Synteny differs between same set of assemblies

[genmor]

Hi,

I'm assessing synteny between a reference genome (chromosome-level) and three assemblies. Using SyRi and plotsr, I was able generate some neat synteny plots, but I noticed something odd—using a different order of genomes leads to different outcomes. That is, if I have my reference and three assemblies (A, B, and C) and run SyRi + plotsr, the synteny of one order (ref + A; A + B; B + C) differs from a different one (ref + C; C + A; A + B). This might be confusing so I've attached both plots here.

Is this expected behavior? I would appreciate any insight on this.

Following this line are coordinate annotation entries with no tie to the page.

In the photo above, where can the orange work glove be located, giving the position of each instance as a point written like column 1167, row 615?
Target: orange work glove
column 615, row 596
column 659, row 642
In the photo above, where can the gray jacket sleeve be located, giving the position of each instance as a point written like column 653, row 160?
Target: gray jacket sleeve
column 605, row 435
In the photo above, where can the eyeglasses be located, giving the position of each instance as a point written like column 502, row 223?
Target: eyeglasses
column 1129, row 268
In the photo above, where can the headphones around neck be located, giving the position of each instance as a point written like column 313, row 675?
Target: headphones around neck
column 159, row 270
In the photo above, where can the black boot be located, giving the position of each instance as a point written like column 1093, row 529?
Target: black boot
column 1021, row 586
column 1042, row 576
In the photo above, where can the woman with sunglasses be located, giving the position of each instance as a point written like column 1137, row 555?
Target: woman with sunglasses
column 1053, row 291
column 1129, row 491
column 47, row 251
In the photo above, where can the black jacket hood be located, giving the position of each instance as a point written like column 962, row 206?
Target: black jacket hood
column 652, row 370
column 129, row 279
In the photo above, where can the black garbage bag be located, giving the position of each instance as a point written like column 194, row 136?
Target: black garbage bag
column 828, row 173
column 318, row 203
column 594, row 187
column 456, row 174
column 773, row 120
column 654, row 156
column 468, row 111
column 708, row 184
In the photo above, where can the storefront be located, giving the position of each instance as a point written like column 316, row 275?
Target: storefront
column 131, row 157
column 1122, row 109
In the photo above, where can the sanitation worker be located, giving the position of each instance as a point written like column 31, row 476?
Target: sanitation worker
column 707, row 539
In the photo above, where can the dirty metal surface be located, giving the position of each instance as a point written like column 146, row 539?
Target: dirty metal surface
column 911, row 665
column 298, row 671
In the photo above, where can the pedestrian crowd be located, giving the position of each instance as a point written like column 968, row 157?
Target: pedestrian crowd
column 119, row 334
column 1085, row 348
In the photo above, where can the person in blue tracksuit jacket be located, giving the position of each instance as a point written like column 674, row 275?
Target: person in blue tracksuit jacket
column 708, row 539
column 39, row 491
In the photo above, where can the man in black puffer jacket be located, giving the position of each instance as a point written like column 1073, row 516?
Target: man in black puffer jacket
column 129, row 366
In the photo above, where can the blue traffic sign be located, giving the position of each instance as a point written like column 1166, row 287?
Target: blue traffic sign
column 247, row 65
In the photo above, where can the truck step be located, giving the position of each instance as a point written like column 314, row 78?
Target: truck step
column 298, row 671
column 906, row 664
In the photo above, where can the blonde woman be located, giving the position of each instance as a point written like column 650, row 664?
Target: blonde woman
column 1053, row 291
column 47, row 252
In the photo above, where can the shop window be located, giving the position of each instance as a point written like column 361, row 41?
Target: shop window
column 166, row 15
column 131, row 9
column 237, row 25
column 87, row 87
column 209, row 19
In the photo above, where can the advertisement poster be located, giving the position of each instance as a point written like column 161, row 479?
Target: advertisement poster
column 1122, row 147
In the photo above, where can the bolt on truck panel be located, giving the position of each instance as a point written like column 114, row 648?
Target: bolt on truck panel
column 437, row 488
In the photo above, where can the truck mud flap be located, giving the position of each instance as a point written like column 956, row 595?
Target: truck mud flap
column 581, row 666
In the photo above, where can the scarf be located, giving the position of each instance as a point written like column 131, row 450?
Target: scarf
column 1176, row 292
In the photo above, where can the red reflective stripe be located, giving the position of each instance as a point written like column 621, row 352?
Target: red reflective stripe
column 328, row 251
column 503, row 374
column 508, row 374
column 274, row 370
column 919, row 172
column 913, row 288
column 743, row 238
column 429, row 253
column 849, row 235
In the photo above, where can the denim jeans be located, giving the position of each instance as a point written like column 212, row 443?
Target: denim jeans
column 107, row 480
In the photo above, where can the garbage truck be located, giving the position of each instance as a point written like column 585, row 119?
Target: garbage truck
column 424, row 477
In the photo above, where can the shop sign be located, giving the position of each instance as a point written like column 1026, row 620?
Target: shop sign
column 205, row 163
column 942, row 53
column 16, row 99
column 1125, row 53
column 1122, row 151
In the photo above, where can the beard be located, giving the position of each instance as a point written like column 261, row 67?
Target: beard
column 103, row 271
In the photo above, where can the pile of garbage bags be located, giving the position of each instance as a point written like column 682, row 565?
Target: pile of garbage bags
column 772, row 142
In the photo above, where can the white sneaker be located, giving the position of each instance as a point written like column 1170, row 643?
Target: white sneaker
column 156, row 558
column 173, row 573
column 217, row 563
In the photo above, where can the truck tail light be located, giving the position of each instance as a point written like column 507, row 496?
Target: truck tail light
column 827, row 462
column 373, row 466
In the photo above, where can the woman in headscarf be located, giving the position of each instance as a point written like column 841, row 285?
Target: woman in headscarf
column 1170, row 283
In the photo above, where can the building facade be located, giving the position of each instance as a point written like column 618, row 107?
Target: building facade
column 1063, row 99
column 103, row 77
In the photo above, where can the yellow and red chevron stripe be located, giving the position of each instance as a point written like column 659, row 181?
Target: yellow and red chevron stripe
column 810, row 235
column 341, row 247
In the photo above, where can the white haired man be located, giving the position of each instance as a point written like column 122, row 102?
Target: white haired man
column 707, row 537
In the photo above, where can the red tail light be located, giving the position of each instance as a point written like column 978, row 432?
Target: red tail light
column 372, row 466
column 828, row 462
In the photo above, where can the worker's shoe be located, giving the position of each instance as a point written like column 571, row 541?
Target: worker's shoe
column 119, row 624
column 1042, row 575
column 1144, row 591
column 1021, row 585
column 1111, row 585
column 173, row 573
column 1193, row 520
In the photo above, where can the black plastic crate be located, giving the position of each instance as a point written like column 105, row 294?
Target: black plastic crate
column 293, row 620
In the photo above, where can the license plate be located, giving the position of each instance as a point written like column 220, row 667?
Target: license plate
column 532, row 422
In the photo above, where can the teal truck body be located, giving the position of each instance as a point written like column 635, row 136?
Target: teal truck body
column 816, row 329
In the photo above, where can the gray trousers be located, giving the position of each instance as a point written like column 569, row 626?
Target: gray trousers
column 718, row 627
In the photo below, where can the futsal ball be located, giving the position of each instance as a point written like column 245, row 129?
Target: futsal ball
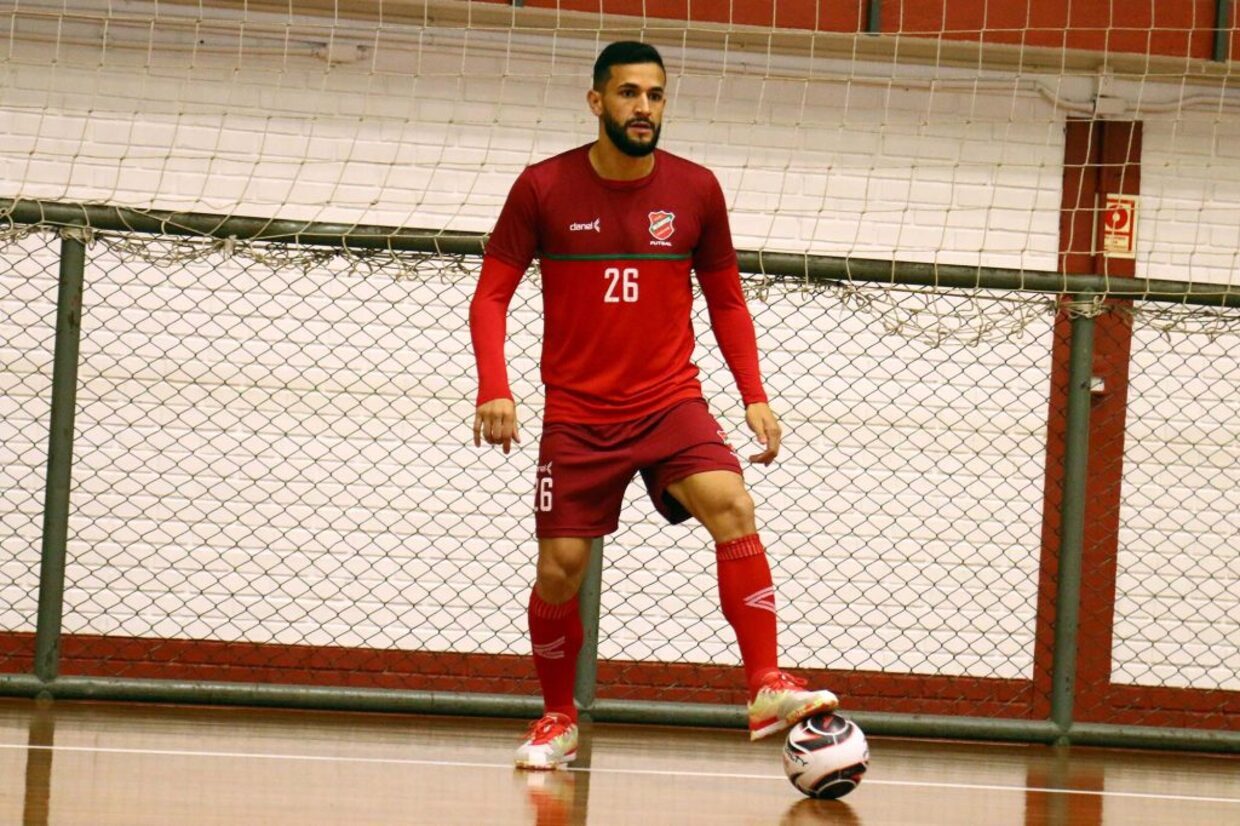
column 825, row 755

Just to add some detail in case it helps: the assemblies are of the same individual output from three different assemblers. The reads we are working with are HiFi. The assemblies have been purged and scaffolded and those scaffolds to chromosomes (using my reference genome).

[mnshgl0110]

Hi. The annotations for chromsomes 1 and 3 looks correct. The little variation in translocations and duplications calling is expected. The differences in chromosome 2 are unexpected and weird, but I am not sure what could have caused this. I would suggest to check the alignments (generate a dotplot) and syri's output manually to check how this region is described. Probably that would already clarify the source of error.

[genmor]

Hi again. I appreciate your quick response! I isolated Chr 2 for each of my assemblies and my reference, aligned each assembly to the reference using minimap -x asm5 to create paf files, and produced dotplots as you mentioned.

There doesn't appear to be any inversions based on the dotplots. I also isolated what I think is the offending inverted region from the vcf file and it appears there are multiple annotations always paired with regions.

Can you provide some insight on how to proceed?

[mnshgl0110]

Based on these alignments, the hifiasm chromosome 2 should be syntenic as well. Can you please share the structural annotations by syri. You can get them using grep -P '(SYN|INV|TRANS|INVTR|DUP|INVDP|NOTAL)\t' syri.out

Also, try running syri with -f to disable automatic alignment filtering.

[genmor]

Hi Manish,

I appreciate you quick turnaround on addressing my issues, and I apologize for my delay in updating you about this. As you suggested, I've used grep to pull the annotations. You can find them below: check.txt

I also re-ran SyRi on just my hifiasm assembly with the -f flag.

[mnshgl0110]

In the check.txt file, the 100-150MB region in Chr2 is mostly NOTAL. But the dotplot suggests that these regions are aligned. Is this file from the syri run using -f? Other than this filtering, I cannot think of any other reason for having these many large gaps.